A page imports a font in 300, 400, 500, 600, 700. The layout actually only uses 400 and 600. That’s three extra font files (or a fatter variable axis) shipped for zero rendered glyph. Lighthouse flags it. The right response is rarely “strip them all”; it’s a five-minute conversation with design:
- Do we genuinely need 300 on that one tiny label, or did it land there because someone pasted a Figma component last quarter and nobody else uses that weight?
- Can we get the same look with
font-weight: 400and tighter letter-spacing? Synthetic boldness via CSS is bad practice on type — but synthetic lightness via tracking is often invisible to a real user. - If we do need a wide weight range, are we on a variable font where the cost is one file and an axis, not five separate files?
Most of the time you keep two weights. The page loads 60–120KB lighter, design loses nothing visible, and Lighthouse stops complaining. That’s the loop the tool was built for.
But: is this 80ms worth chasing?
The other half of using the compass well is knowing when not to follow it.
Lighthouse will happily flag an 80ms reflow on font-swap and tell you to optimise. Sometimes that’s correct. Sometimes it isn’t. If the page’s whole visual identity is anchored to a particular typeface — and most marketing sites are — the right answer is “this 80ms stays.” Unless you’re prepared to ship a system stack and make peace with what that does to the brand, the flag is informational, not a TODO.
Fonts are part of the product. They’re the part most users consciously notice without knowing they’re noticing. Fonts are sexy. A portfolio that ships in system-ui to save 80ms is the same kind of unforced error as a bank shipping in Comic Sans.
The compass tells you a typographic choice has a perf cost. The architect decides whether that cost is buying anything visible. Most of the time, it is.
What Lighthouse does not do well: tell you whether your users are happy, whether the trade-offs you made were the right ones, or which 30% of fixes are worth the hours they’d take.
Clarity on priority before chasing points
Before chasing the last 10 points on any score, you have to know what you’re optimising for. A landing page that converts on emotion is a different priority than a dashboard a user spends four hours a day in. Same Lighthouse score; very different good.

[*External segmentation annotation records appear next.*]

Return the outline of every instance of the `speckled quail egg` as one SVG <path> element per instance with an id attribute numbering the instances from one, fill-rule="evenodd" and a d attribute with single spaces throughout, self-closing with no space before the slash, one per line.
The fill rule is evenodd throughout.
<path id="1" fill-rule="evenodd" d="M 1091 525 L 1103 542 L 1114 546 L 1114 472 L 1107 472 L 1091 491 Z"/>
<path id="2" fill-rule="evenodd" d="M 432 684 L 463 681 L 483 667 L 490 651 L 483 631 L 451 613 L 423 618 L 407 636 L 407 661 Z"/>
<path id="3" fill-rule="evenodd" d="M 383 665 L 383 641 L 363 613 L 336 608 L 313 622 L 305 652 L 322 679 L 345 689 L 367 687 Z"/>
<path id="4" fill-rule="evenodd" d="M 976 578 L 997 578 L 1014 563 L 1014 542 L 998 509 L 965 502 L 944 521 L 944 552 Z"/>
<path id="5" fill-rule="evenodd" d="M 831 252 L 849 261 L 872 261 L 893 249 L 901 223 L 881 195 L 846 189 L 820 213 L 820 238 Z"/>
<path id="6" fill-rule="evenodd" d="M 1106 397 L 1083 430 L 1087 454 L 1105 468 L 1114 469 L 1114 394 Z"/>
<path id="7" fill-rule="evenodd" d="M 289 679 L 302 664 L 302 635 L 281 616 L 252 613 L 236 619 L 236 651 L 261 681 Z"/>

The clearest signal that a team has lost the priority: someone is grinding on a 92→97 jump while the page’s actual conversion rate hasn’t moved in a year.
The baking metaphor
Performance optimisation is like baking. You can’t refine a recipe in Excel. You write it down, bake it, taste it, adjust, bake it again. The cake either works or it doesn’t, and the score on the recipe card was always downstream of eating the cake.
The temptation, in both, is to keep refining the formula because it feels productive. The right move is to ship, use the page, watch how it performs in the wild, and then go eat ramen instead of dedicating your evening to chasing the last five points on a dashboard nobody but the procurement team will ever look at.
What I’d tell my younger self
- Lighthouse is one signal, not the signal. RUM is the signal that pays the bills.
- The synthetic benchmark’s job is to flag common problems. Your users are uncommon.
- If clearing a Lighthouse flag would visibly hurt the experience for real users, the flag stays. The score is downstream of the product, not the other way around.
- Deploy. Use the thing. Eat ramen. Optimise what was actually slow.
The score is the recipe card. The customer eats the cake.